Smaller communities around the United States are primarily influenced by culture. Some small communities still haven’t accepted the way society has progressed, stuck in an old mindset that puts religious and cultural values before individual rights. Communities like this are unsafe for LGBTQ+ people. These are places in which they face prejudice, where they are discouraged from coming out, where they are targeted against for simply being themselves, places in which they get dirty looks and get yelled at.
In the Rio Grande Valley, a border town in South Texas, the LGBTQ+ community has been encouraging a change in mindset. The population here is majority Hispanic with enforced Catholic beliefs, rigid gender roles and a patriarchal society; however, there are multiple groups of teenagers and adults that have been supportive of the community and been advocates for it.
From an early age, members of the community are exposed to the concept of machismo, the belief that the man is superior to the female and that he must take the role of being the head of the house and abide to all manly nature.

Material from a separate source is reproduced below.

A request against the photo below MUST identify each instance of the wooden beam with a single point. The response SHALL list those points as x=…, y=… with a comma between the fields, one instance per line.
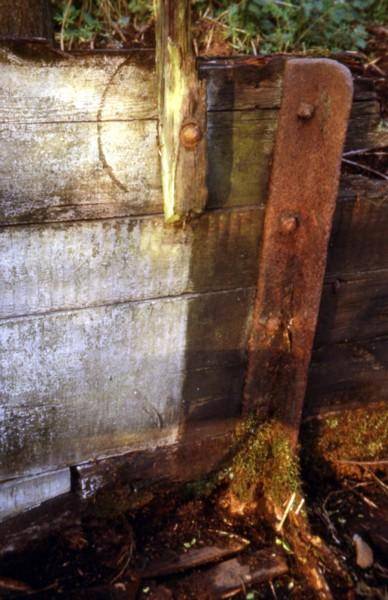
x=182, y=112
x=317, y=96
x=25, y=20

Exposure to this from a young age becomes daunting and nerve wrecking for males who want to come out and females who are expected to abide by all stereotypical girl norms. But some in the community don’t see anything wrong with this mindset, as it’s what they have always lived with.
But in recent years, active members of the LGBTQ community have begun striving to change this mentality. Just three years ago the first Pride in the Park movement was made. The turnout of this event was so supportive that it became a recurring event. Since then, members of the community have come out and aspired to become positive influences.
With the whole power they developed, they have come back to the Rio Grande Valley and pushed for more acceptance. Artists like Fish Fiorucci, one of Lady Gaga’s Haus Laboratories founding models, and Luis Alejandro, a beauty guru who signed with Benefit Cosmetics and has worked with some of the world’s biggest celebrities, are all Rio Grande Valley natives who are proving that a changed mindset in even the strictest communities is possible.